42. Ethical Teamwork
Duty in General
45 minutes
Several ethical issues are addressed in this team exercise, the foundation of which
is the “general duty” clause of the Occupational Safety and Health Act (OSHA).
To encourage discussion/action regarding the “duty” of colleagues to provide a
safe work environment.
Any size group. Participants will work in teams of six to eight participants.
If possible, round table groupings for team meetings.

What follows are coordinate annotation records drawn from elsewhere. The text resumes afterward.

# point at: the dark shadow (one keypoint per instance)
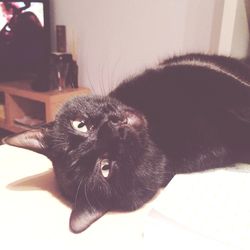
(44, 181)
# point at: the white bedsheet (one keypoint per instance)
(209, 210)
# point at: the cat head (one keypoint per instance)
(102, 156)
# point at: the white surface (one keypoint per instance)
(115, 39)
(196, 211)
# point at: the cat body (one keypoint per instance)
(115, 152)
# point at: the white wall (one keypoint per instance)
(113, 39)
(234, 37)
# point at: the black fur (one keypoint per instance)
(192, 113)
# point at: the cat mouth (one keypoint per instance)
(105, 166)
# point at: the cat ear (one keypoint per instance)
(83, 215)
(31, 139)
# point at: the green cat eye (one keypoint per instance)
(79, 126)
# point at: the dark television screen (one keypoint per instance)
(24, 39)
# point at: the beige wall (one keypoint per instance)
(113, 39)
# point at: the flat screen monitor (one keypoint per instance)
(24, 40)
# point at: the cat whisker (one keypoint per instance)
(78, 189)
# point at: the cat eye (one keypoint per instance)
(80, 126)
(105, 166)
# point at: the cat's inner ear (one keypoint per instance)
(32, 140)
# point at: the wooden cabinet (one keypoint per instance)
(18, 101)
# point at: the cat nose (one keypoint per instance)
(115, 120)
(111, 130)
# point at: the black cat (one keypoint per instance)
(115, 152)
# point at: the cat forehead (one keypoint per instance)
(92, 105)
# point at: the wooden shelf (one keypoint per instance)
(20, 100)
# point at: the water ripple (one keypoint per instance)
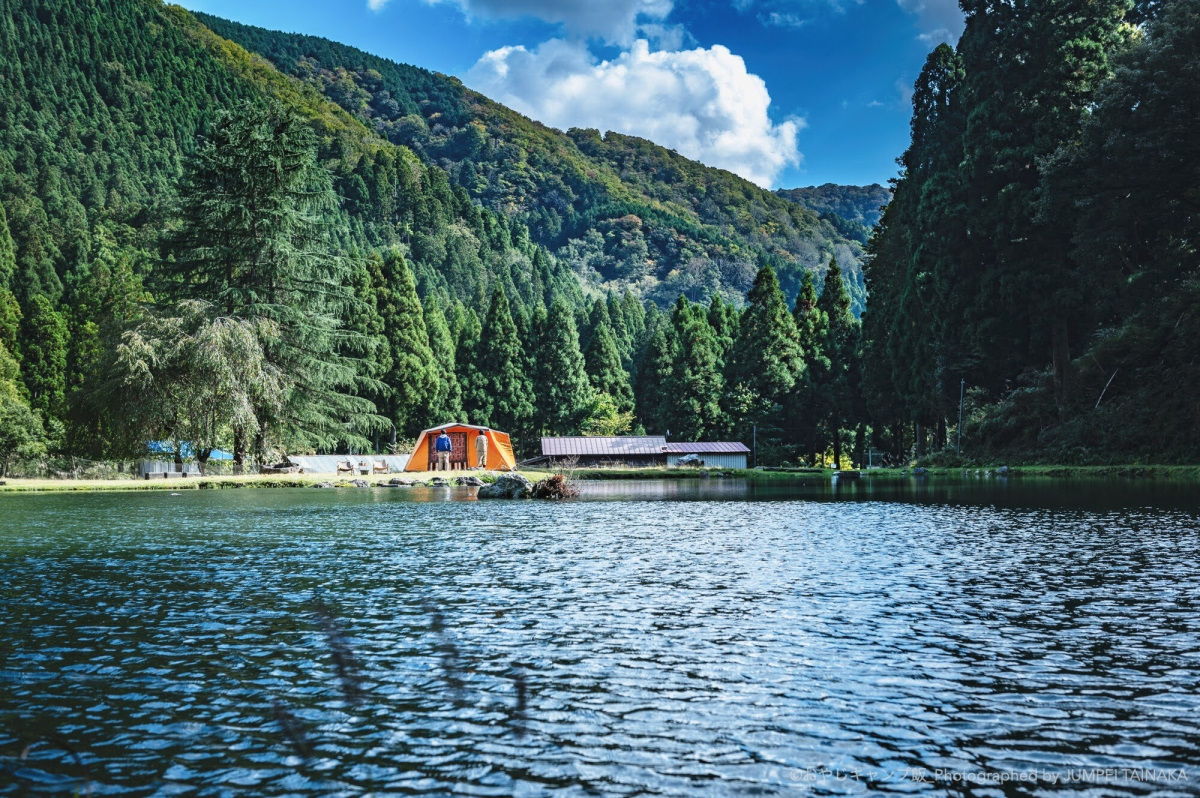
(159, 645)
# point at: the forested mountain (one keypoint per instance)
(852, 210)
(1041, 247)
(199, 247)
(622, 210)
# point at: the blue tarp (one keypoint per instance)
(167, 448)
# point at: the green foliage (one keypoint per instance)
(43, 347)
(605, 370)
(195, 376)
(447, 400)
(417, 382)
(504, 391)
(563, 393)
(605, 418)
(696, 387)
(622, 210)
(767, 361)
(253, 240)
(21, 430)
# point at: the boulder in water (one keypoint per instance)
(507, 486)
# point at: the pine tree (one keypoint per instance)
(697, 384)
(475, 403)
(413, 376)
(255, 243)
(507, 400)
(43, 345)
(605, 370)
(445, 405)
(562, 385)
(808, 401)
(841, 351)
(767, 360)
(655, 379)
(10, 311)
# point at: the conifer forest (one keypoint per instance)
(271, 244)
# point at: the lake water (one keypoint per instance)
(679, 639)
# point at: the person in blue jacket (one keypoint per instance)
(443, 447)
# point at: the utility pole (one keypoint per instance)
(963, 385)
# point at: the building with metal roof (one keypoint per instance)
(637, 451)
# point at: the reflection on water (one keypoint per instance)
(340, 642)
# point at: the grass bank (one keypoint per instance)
(221, 483)
(1174, 473)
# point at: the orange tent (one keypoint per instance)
(462, 456)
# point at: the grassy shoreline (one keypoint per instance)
(252, 481)
(1158, 473)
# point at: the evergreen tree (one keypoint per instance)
(697, 384)
(255, 243)
(767, 361)
(562, 387)
(10, 311)
(605, 369)
(655, 379)
(475, 403)
(841, 351)
(413, 377)
(43, 343)
(507, 396)
(724, 325)
(808, 402)
(445, 405)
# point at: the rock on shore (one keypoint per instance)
(507, 486)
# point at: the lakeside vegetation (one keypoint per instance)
(310, 249)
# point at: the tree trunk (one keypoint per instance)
(1060, 353)
(239, 451)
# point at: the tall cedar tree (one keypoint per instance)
(507, 395)
(253, 240)
(605, 369)
(1032, 70)
(766, 360)
(807, 402)
(445, 405)
(471, 378)
(655, 379)
(562, 388)
(10, 311)
(414, 373)
(697, 384)
(841, 351)
(45, 342)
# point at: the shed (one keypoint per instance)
(462, 455)
(715, 454)
(606, 450)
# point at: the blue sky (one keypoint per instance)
(785, 93)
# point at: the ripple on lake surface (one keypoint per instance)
(161, 643)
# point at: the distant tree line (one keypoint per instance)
(1039, 251)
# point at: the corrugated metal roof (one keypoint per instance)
(708, 448)
(604, 447)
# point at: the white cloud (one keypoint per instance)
(613, 21)
(941, 21)
(701, 102)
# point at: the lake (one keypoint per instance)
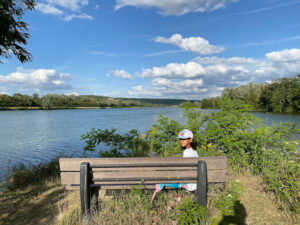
(38, 136)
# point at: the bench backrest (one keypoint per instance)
(120, 173)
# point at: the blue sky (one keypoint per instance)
(159, 49)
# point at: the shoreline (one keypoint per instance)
(17, 108)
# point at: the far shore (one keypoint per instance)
(15, 108)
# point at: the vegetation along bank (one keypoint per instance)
(263, 181)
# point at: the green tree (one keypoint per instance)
(13, 31)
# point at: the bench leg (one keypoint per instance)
(85, 191)
(94, 198)
(201, 193)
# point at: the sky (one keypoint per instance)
(179, 49)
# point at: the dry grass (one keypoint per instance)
(34, 205)
(50, 204)
(262, 208)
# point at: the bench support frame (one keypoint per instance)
(88, 193)
(85, 182)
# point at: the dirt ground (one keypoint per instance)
(43, 205)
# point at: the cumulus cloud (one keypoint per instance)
(175, 7)
(73, 5)
(77, 16)
(72, 93)
(39, 79)
(286, 55)
(232, 60)
(67, 10)
(171, 89)
(119, 73)
(48, 9)
(208, 76)
(194, 44)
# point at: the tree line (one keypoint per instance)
(50, 101)
(280, 95)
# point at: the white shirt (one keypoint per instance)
(190, 153)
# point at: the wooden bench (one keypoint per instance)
(91, 174)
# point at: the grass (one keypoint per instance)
(43, 200)
(244, 201)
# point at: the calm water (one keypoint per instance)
(38, 136)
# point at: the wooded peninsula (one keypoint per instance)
(279, 95)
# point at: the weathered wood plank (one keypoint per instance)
(73, 164)
(214, 176)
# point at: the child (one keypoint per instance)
(188, 144)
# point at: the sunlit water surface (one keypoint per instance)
(38, 136)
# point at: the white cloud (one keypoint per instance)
(232, 60)
(73, 5)
(48, 9)
(65, 9)
(119, 73)
(77, 16)
(207, 77)
(286, 55)
(154, 54)
(39, 79)
(175, 7)
(194, 44)
(72, 93)
(170, 89)
(175, 70)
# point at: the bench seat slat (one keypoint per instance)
(214, 176)
(73, 164)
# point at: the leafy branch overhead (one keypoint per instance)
(13, 31)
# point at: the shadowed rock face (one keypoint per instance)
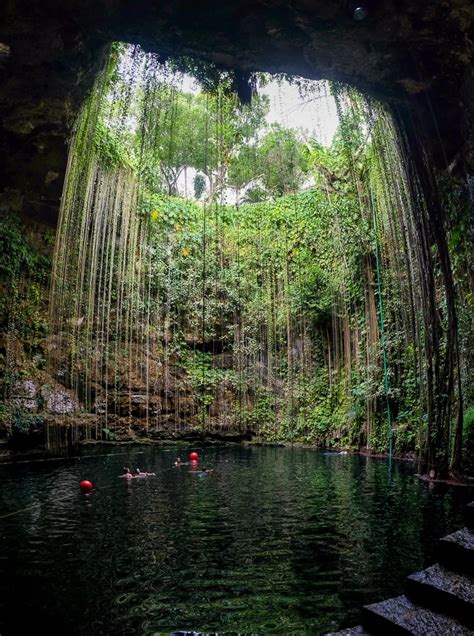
(414, 54)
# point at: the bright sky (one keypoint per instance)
(315, 113)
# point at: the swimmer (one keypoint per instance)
(126, 474)
(205, 472)
(138, 473)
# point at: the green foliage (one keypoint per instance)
(468, 434)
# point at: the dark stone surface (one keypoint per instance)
(416, 55)
(400, 616)
(456, 551)
(444, 591)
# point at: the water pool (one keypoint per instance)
(273, 541)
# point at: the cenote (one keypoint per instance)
(247, 228)
(273, 541)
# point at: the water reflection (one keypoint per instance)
(274, 541)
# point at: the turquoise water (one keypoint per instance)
(273, 541)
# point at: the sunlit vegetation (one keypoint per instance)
(252, 278)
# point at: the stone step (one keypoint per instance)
(358, 630)
(401, 616)
(445, 591)
(456, 551)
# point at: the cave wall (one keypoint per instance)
(415, 55)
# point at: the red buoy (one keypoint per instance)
(85, 485)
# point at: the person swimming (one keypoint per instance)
(138, 473)
(205, 472)
(126, 473)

Flipchart and marking pens
Begin the assignment by presenting the following statistics:
Homicide is the leading cause of death for women in the workplace,
according to the U.S. Bureau of Labor Statistics. (For minority women,
current or previous spouses or boyfriends were responsible for about 25
percent of the deaths.)
According to the U.S. Department of Justice, approximately 10 percent of
all absence from work is attributable to spousal abuse.
Domestic abuse costs businesses nearly $5 billion a year.
Explain that employers can be found legally liable for domestic violence.
OSHA contains a “general duty” clause that says employers must provide a
workplace that protects workers from recognized hazards. An employee, then,
whose husband came to her office and physically harmed her, might subse-
quently claim the employer was aware of her domestic problems and failed to
protect her.
Point out, too, that one of the recommendations for taking protective steps is
the establishment of a post-violent-incident team. According to HR Manager’s
Legal Reporter, this team has the following duties:
To deal with victims, employees, survivors, and others affected by a
violent incident immediately after it occurs.
To assign qualified team members duties dealing with security, medical
care, and supervisory/managerial responsibilities that follow in the wake
of such an incident.
Form teams of six to eight members. They are to assume their management is
concerned enough about the “general duty” clause that they would like this
team to determine:
How safe their environment really is from domestic violence spillover.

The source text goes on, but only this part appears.